Deflation in China: Why Prices Are Falling and What Beijing Can Do
July’s data left no doubt: China is now clearly dealing with a deflation threat. Consumer and producer prices fell together for the first time since 2020, adding to concerns about the health of the world’s second-largest economy. News that China’s prices are falling may be somewhat jarring, given the inflationary pressures in many other parts of the world. But the unique factors contributing to China’s problems are deep and ingrained. Solving them may not be an easy fix.
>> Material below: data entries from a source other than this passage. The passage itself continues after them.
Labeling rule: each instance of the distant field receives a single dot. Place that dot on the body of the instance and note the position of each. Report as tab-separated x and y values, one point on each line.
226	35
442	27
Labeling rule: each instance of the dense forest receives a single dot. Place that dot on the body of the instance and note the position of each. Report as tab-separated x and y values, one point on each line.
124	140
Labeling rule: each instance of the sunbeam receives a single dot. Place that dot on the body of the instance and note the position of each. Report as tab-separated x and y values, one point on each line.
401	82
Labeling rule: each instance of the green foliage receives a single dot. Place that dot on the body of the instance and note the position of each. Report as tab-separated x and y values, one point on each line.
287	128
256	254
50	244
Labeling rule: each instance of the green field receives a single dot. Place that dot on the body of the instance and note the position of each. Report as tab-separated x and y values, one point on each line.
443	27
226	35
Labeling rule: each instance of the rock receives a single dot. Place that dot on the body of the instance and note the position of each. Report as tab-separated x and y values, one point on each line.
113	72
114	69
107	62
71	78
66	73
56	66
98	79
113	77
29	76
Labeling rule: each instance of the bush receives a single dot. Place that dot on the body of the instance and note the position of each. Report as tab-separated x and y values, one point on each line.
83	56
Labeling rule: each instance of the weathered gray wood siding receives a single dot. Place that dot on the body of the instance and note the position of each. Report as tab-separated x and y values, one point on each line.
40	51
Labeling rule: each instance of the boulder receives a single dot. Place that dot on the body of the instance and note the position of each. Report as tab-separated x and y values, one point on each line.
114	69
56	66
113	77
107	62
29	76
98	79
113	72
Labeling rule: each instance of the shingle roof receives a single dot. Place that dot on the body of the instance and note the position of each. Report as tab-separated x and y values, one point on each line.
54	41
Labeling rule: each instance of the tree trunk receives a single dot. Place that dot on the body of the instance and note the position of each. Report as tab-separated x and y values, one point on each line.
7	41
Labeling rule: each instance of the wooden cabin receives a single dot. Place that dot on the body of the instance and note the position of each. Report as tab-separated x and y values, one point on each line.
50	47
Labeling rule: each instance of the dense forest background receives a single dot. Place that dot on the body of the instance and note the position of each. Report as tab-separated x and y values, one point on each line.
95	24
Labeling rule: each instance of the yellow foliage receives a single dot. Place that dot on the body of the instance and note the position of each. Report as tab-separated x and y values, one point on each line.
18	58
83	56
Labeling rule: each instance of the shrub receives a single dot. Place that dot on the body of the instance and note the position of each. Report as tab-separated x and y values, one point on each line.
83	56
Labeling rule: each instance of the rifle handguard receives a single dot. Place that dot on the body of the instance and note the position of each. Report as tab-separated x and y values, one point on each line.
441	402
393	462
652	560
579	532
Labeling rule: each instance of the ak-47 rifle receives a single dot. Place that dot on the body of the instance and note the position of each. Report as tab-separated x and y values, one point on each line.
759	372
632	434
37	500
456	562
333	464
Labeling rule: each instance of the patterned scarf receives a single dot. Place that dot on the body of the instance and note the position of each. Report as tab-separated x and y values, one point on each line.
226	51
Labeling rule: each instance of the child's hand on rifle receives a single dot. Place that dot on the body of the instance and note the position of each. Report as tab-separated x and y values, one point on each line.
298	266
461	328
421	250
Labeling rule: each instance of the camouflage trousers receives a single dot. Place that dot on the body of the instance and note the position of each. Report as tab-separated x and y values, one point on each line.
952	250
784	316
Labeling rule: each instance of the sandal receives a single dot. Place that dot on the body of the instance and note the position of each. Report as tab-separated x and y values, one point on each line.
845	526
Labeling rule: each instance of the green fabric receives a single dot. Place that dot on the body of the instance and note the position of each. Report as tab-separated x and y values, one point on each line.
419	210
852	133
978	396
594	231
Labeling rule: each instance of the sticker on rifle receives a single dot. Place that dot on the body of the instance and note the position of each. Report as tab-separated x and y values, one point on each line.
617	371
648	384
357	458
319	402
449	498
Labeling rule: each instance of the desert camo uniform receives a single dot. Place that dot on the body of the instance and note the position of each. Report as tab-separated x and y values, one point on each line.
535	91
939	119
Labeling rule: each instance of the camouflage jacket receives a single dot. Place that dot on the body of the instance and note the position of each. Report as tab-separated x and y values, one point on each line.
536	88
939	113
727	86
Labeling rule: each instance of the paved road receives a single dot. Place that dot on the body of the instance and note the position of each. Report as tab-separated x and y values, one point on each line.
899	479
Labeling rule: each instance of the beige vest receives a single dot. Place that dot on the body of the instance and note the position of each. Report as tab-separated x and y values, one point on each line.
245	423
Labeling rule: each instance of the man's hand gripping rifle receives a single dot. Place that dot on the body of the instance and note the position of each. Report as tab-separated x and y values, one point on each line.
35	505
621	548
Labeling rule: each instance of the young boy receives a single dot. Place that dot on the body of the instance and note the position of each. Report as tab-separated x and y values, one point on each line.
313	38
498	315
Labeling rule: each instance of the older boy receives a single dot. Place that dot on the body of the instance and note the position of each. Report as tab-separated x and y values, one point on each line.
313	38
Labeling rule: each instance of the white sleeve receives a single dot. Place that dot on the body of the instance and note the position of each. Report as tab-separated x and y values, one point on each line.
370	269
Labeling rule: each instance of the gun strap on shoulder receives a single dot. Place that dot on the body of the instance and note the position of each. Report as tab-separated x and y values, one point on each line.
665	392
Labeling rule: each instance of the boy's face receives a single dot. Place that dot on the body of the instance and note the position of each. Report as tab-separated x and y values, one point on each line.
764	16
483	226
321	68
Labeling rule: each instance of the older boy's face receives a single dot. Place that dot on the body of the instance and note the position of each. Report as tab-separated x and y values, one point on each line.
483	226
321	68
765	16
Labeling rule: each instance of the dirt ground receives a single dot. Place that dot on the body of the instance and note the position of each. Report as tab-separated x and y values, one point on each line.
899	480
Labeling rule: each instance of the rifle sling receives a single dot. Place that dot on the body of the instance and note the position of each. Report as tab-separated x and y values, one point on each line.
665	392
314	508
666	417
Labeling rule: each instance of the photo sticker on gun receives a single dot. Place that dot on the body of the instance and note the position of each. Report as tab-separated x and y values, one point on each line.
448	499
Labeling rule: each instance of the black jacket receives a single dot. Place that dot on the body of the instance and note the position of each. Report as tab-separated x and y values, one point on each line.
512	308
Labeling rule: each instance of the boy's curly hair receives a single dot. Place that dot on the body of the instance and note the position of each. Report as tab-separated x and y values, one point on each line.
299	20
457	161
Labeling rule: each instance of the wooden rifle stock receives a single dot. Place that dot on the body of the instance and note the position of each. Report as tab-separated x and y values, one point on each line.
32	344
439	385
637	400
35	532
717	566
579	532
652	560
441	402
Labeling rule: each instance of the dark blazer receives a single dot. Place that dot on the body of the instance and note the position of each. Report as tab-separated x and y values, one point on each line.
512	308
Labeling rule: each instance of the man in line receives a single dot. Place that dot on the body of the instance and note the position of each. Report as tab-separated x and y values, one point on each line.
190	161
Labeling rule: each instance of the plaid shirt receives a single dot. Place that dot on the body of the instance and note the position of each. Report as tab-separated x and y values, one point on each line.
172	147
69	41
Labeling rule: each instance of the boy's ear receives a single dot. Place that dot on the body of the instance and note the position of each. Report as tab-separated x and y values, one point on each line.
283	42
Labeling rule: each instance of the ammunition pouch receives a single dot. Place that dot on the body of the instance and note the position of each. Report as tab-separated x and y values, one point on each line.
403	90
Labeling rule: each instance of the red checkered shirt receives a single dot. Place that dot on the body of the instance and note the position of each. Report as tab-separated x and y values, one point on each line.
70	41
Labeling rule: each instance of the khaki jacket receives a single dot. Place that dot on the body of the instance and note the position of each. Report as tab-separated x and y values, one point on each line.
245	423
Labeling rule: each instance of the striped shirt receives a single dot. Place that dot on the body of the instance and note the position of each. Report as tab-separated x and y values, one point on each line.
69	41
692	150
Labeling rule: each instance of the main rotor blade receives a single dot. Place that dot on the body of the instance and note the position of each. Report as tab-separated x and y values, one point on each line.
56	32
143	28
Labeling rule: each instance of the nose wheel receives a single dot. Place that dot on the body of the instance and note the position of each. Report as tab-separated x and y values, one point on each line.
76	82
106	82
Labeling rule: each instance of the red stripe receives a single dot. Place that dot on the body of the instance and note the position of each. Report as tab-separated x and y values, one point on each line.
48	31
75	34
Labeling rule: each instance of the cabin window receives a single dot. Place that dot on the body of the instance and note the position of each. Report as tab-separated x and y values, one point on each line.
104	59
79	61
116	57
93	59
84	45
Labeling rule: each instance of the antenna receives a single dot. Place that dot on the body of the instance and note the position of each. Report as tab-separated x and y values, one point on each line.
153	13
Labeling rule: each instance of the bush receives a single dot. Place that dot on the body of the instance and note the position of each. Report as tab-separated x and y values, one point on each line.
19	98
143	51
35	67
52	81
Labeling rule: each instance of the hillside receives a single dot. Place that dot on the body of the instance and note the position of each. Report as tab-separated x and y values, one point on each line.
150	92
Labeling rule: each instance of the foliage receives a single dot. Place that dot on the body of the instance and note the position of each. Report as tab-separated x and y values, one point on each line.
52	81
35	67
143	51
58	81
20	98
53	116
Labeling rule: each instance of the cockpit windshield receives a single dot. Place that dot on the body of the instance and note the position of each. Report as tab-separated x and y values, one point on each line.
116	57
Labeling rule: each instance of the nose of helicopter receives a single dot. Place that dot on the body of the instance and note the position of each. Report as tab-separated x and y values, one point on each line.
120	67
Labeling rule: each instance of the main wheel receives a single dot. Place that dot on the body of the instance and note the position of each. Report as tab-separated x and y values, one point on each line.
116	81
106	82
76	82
Inflation rocketed higher in the US and other major economies as they reopened after the Covid-19 pandemic, with pent-up demand fed at times by government handouts. At the start of this year some economists predicted the same would happen in China, which ended its Covid curbs later. But that hasn’t been the case. Consumer spending growth remains subdued, while a prolonged property slump has dented confidence, holding people back from buying big-ticket items and impacting prices for furniture and home appliances. Energy prices have been falling, too, given weakness in global commodity costs and Beijing’s long-standing control over the power sector. A price war among carmakers has added to deflationary pressures, while companies are also cutting prices to reduce the excess stock they built up over the pandemic. Prices aren’t falling across the board, however. Spending on services, such as travel and restaurants, has surged since pandemic restrictions ended, with prices continuing to rise in those sectors.